字母AI2026-05-01 12:41
OpenAI, Google, and Anthropic are all competing to see clearly, while DeepSeek is researching how to make AI understand.

One day before the May Day holiday, DeepSeek suddenly released a technical report on visual multimodal technology.

Before opening it, I had a general expectation in mind. It was nothing more than how far and how clearly the model could see.

After all, in the past year, most multimodal models have been competing in this direction. OpenAI talks about "thinking with images," allowing the model to crop, zoom in, and rotate images during the reasoning process. Gemini and Claude are also trying to enable the model to handle higher-resolution and more complex visual inputs.

The common assumption among everyone is that as long as the model can see more details, its visual reasoning ability will naturally be stronger.

However, after reading DeepSeek's report, you'll find that they have completely taken a different path.

DeepSeek doesn't focus on "letting the model see more pixels." Instead, they've placed their attention on a more fundamental problem.

Even if the model can see clearly, how can you ensure that it refers to the same thing as you do during the reasoning process?

Actually, this is the most easily overlooked Achilles' heel in multimodal reasoning.

When humans look at pictures, they can use their fingers to mark objects. For example, "This person is so-and-so," "That person is so-and-so." But how does the model know which one you're referring to?

The model can only use language to say "the one on the left," "the one on the top," "this line." Once the picture becomes complex, the language reference will drift, and the reasoning will collapse accordingly.

So DeepSeek said, why not give the model a "finger"?

It turns the points and bounding boxes into the basic units for the model's thinking, enabling the model to point at the object with this cyber finger while reasoning.

01 From Continuous Vision to Discrete Symbols

In this technical report, DeepSeek raised a very interesting question. They believe that the real difficulty for multimodal models lies not in seeing the image, but in stably referring to the same visual object during the continuous reasoning process.

For example, if you tell your friend, "The vegetables sold at Granny Zhang's stall in the vegetable market are the freshest." But there are so many old men and women in the vegetable market. Which one is Granny Zhang?

But if you directly point and say, "It's that one," your friend will immediately understand.

DeepSeek named this problem the "Reference Gap."

In the past year, almost all cutting-edge multimodal models have been trying to solve the "Perception Gap" problem.

Suppose there is a photo in front of you. If the photo is too blurry or has a low resolution, you may not be able to see the small words or distant details clearly. The same goes for AI. If the input image quality is insufficient or the processing method is incorrect, it will "fail to see clearly." This is the perception gap.

Models like GPT, Claude, and Gemini keep increasing the resolution and introducing high-resolution cropping, dynamic block partitioning, and multi-scale processing. The purpose is to enable the model to see more details.

This direction is of course valuable, but DeepSeek pointed out in the report that even if the model can see clearly, logical breakdowns will still occur in complex spatial reasoning tasks.

The problem lies in natural language itself.

If there are a dozen dogs in the photo and you say "the dog on the left," the model won't be able to understand which one you're specifically referring to.

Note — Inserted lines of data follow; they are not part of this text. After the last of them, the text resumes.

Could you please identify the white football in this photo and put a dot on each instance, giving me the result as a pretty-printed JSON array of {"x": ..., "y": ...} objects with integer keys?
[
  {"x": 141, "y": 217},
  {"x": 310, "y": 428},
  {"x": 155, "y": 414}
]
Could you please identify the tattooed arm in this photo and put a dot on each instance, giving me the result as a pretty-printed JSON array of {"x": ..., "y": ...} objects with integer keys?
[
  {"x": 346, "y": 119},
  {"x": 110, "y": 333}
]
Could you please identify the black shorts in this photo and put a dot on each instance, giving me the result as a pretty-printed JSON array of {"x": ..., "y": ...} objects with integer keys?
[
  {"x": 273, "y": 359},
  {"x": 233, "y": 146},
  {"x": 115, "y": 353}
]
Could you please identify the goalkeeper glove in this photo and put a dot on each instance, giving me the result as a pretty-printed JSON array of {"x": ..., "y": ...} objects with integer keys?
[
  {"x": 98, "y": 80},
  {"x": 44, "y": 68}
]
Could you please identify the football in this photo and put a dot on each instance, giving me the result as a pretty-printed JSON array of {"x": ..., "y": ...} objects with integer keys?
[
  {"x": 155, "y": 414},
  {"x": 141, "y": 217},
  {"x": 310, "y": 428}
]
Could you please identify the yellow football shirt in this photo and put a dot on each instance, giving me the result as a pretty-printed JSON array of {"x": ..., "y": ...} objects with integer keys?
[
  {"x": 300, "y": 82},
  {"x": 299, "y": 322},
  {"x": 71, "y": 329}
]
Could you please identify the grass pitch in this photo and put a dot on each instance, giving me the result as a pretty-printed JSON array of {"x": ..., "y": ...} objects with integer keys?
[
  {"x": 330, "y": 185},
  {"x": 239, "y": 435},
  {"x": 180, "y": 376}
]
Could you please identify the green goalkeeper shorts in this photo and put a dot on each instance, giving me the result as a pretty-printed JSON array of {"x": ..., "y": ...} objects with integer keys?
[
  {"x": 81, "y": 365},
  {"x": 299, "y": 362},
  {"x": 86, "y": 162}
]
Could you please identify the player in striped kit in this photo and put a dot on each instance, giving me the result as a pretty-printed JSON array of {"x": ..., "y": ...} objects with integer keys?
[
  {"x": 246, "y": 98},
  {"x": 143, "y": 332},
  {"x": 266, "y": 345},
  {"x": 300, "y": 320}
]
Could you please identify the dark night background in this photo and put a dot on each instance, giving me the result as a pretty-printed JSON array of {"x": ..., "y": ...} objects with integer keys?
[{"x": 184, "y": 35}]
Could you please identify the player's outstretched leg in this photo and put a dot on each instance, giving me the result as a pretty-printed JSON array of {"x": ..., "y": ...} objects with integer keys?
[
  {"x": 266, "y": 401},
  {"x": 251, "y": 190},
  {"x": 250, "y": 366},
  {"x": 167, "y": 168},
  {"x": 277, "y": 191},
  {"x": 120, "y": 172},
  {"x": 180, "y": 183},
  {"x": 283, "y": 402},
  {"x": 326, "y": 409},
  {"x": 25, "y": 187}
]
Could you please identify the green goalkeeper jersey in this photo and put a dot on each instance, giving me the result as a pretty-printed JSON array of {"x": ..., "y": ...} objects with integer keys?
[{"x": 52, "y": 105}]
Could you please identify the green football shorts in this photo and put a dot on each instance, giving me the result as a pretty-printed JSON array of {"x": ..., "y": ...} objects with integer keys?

Even more extreme, if you ask the model to count the number of dogs in the photo, it's very easy for the model to lose track of which dogs it has counted and which ones it hasn't during the reasoning process.

The report also mentioned extreme situations like maze navigation. Pure language simply cannot accurately describe irregular paths and complex topological relationships.

As a referential tool, language is inherently vague in the continuous visual space. It is good at abstract concepts and causal relationships, but there are fundamental limitations in its ability to express spatial positioning and topological relationships.

But DeepSeek is a general language model. So how should it solve this problem?

That's where the "finger" mentioned at the beginning of the article comes in.

The core concept they proposed is "Visual Primitives." Specifically, it elevates the two most basic spatial markers in computer vision, bounding boxes and points, to the "smallest units of thinking."

Although previous multimodal models could also draw boxes to mark objects, they only showed you the final result to prove "I've found it." It's like when taking an exam, you only hand in the answer without writing down the problem-solving process.

Some studies have also made AI draw boxes during the thinking process, but the purpose is only to "see more accurately." The boxes are just auxiliary tools. It's like using scratch paper when doing math problems. The scratch paper only helps you calculate more clearly and is not part of the problem-solving idea.

What DeepSeek wants to do is completely different.

They directly embed these spatial markers into the model's reasoning process, making them an organic part of the reasoning. When the model is thinking, it not only uses language to describe "I see a dog," but also outputs "I see a dog, and it's here: [[x1,y1,x2,y2]]."

This mechanism is called "point while it reasons" by DeepSeek.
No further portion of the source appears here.